2018年秋、なでしこリーグの絶対王者である日テレ・ベレーザである企画が行われた。試合に足を運んでもらうための集客プロジェクト。発案・主導したのは、昨年のアジア大会でなでしこジャパンの10番を背負うなど、存在感を高めていた籾木結花だった。
「2011年のワールドカップで優勝して一気に増えた観客がその後、年々減っていくというのを自分はベレーザで経験してきました。どんどん人がいなくなっていくな、というのはすごく感じていて。
サッカーだけじゃ、興味を持ってもらえないというのは思ったので、そのあたりは女子サッカー選手がサッカーだけでは食べていけないのと同じように、サッカーが強いだけではダメだというのを感じたんですけど、何か一つだけではやっていけないなというのはすごく感じましたね」
慶應義塾大学の4年生だった籾木は当時、淀みない口調で言葉を紡いだ。現状を憂い、アクションを起こさねばという想いが彼女を突き動かした。現役選手が先頭に立って企画を進める――2011年に起きた突然変異的なブームと、終息した“その後”とのコントラストは、籾木に限らず多くの人間に危機感を植え付けたと言える。

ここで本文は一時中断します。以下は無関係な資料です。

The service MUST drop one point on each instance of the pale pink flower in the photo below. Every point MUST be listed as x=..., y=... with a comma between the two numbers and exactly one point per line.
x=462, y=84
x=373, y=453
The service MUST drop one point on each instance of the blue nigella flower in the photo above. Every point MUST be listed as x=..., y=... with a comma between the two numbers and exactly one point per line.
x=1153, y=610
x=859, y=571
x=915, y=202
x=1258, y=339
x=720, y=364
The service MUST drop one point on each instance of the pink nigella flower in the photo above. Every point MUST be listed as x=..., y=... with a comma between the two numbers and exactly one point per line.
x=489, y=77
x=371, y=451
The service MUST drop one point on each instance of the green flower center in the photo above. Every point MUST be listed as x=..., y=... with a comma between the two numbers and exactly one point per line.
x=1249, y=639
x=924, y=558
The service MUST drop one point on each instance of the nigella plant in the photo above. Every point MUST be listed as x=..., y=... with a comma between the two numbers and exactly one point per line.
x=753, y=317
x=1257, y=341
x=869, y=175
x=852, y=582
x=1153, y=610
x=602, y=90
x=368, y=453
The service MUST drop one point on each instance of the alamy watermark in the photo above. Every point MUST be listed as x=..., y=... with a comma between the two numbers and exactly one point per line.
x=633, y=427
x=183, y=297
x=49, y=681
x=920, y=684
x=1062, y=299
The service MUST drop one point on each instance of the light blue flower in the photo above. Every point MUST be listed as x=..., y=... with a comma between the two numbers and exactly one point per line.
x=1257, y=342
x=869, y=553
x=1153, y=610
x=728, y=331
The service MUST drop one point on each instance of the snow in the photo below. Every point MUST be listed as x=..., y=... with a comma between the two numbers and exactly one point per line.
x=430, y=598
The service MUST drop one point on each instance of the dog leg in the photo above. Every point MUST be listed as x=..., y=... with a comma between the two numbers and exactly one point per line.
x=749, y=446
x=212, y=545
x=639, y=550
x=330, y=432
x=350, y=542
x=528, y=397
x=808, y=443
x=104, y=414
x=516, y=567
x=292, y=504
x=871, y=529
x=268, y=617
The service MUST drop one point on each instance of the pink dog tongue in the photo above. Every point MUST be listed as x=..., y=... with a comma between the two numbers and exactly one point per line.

2019年5月10日、ワールドカップに出場するなでしこジャパンのメンバーが発表された。世界一の景色を見た阪口夢穂は、怪我からの復帰となる。澤の後に10番を受け継いだ天才はコンディションが心配されるが、今大会もリーダーとして期待される選手の一人だ。籾木も名を連ねている。知性とアイディアを左足に込め、攻撃のアクセントとなるはずだ。
鮮烈だったワールドカップ優勝から約8年。女子サッカー界の勢力図も変化し、なでしこの立場はチャレンジャーだ。フランスの地で、彼女たちはどのような戦いを見せるだろうか。そして大会後、日本女子サッカーはどのような道を歩んでいくだろうか。あの美しい光景をまた見せてほしいと思うと同時に、女子サッカーが定着していくことを願う。